Speaking about the findings, Ibec’s Senior Executive for Infrastructure, Energy and Climate Policy Conor Minogue said: “Energy costs increased for all sectors in 2022 eroding profitability and threatening business viability. The research also shows that business exposure to high energy costs will continue into 2023 as more and more businesses exit contracts and lose pre-crisis hedging arrangements. Businesses are forecasting gas prices to be three times higher in 2023 than last year and electricity costs 2.5 times higher. While wholesale gas prices have fallen from the exceptional heights we saw in August, the market remains volatile and prices still remain well above normal levels.

Commenting on the need to strengthen business supports he said: “It is vital that the support framework reflects the scale of the crisis and delivers effective support to viable but vulnerable businesses. While the Temporary Business Energy Support Scheme (TBESS) and Ukraine Enterprise Crisis Scheme (UECS) announced in Budget 2023 are providing welcome support to many businesses, the eligibility criteria and support levels remain too restrictive. Our research shows that of the 39% of companies reporting at least a doubling of their electricity or gas costs in 2022, only one quarter of these could qualify for the UECS scheme in its current design. The support levels are also below that seen in other European countries, putting Irish businesses at a competitive disadvantage. Ibec has already submitted recommendations to Government on how the support schemes could be made more effective.

Commenting on the decarbonisation opportunities he said: “Throughout this crisis, businesses have not lost sight of the long-term imperative to transition away from fossil fuels. And with costs so high, projects that were once financially unviable may now make sense.

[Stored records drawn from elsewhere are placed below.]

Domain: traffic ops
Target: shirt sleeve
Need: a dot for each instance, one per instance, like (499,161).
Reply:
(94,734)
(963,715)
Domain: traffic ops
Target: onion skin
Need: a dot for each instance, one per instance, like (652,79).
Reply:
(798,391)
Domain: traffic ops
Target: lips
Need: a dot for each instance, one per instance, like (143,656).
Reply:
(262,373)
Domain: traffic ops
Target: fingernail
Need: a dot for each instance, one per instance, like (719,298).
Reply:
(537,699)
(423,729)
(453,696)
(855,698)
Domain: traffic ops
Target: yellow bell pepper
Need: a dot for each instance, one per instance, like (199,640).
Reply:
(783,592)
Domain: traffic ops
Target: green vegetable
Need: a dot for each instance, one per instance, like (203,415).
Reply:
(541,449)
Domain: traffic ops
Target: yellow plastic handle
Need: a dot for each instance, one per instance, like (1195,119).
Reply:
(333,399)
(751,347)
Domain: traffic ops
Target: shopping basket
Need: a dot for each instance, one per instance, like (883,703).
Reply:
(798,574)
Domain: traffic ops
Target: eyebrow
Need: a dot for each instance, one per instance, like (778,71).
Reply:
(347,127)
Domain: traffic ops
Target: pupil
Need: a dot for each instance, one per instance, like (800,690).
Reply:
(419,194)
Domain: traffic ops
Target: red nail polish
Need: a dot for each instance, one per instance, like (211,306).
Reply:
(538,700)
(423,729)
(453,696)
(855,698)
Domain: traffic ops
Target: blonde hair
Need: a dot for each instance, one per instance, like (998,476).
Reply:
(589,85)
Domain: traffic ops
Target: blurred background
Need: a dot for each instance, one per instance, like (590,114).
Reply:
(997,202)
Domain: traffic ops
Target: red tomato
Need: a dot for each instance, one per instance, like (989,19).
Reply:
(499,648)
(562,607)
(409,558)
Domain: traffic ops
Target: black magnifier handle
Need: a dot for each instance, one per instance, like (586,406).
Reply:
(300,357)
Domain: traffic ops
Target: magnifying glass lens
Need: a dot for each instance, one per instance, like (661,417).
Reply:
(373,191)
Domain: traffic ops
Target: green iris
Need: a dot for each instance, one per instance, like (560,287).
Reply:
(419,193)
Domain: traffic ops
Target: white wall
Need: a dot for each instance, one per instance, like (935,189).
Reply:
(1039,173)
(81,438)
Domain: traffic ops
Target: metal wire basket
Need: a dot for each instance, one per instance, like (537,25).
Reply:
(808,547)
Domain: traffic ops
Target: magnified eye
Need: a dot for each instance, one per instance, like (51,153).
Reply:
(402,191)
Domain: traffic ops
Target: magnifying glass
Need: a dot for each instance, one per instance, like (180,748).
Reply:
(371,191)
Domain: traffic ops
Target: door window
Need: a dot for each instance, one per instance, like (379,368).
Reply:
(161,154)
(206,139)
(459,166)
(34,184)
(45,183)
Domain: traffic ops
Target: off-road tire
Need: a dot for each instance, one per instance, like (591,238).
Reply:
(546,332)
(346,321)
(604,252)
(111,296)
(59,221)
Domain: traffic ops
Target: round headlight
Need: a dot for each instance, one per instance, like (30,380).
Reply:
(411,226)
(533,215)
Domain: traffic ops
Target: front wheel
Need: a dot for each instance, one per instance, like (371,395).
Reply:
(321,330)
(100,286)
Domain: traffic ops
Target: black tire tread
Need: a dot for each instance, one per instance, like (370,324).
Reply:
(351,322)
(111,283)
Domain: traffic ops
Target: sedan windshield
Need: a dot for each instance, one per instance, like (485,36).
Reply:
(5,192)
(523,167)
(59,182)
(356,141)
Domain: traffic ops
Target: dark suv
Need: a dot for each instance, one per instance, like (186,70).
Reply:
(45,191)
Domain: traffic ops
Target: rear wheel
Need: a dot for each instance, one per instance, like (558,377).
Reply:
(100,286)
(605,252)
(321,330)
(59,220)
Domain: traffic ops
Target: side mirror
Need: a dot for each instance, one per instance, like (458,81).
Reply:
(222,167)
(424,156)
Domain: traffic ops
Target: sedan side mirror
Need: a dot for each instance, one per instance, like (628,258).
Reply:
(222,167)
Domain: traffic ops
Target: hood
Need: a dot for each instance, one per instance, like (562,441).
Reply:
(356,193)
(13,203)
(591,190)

Our research shows that 55% of respondents are planning an energy efficiency upgrade in 2023, while 49% plan to invest in renewables.

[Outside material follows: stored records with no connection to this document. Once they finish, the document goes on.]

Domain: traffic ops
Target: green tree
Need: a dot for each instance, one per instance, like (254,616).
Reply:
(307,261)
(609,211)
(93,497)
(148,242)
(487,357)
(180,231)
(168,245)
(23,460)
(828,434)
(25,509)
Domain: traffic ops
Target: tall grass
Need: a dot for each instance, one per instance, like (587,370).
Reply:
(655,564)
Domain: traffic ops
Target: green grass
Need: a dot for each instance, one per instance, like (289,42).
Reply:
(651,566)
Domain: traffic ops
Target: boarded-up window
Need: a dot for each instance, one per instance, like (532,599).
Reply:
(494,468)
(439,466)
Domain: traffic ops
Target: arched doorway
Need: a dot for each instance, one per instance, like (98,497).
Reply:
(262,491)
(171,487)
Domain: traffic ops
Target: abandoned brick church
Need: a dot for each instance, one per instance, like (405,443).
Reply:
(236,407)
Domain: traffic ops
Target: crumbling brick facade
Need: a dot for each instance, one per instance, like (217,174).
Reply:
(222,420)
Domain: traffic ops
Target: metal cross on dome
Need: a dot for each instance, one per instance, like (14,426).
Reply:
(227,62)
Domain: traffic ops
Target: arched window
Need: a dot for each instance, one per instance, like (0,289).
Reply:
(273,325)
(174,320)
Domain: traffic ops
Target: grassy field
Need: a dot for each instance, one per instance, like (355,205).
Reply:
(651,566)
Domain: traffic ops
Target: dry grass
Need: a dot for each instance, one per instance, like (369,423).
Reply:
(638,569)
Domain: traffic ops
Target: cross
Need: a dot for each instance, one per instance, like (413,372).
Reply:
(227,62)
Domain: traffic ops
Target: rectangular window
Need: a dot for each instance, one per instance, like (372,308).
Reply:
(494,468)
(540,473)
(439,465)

Amongst the key findings were:

  • Average business expenditure on gas increased by 90% on 2021 levels
  • Average business expenditure on electricity increased by 60% on 2021 levels
  • Firms are forecasting gas costs to be three times higher in 2023 than last year
  • Firms are forecasting electricity costs to be 2.5 times higher in 2023 than last year
  • Most remaining pre-war hedging arrangements will come to an end in January 2023
  • 70% of respondents are forecasting reduced profitability for 2022 because of energy costs
  • 49% of respondents plan to invest in renewables in 2023 to reduce energy costs
  • Of the 39% of companies who reported a doubling of their energy costs, only one-quarter of these could qualify for the UECS scheme

Ibec is calling on Government to:

  • Extend the TBESS to the end of 2023
  • Redesign the UECS so it aligns with the new EU State Aid guidelines and provides effective support to more businesses
  • Enhance state supports for renewable energy adoption and energy efficiency projects
  • Address planning and installation barriers to the roll out of Solar PV in industry
  • Work with industry to develop new incentives for participation in the Demand Side Unit Capacity scheme

– The research was conducted in October 2022 and surveyed 384 companies across a wide sample of business sectors.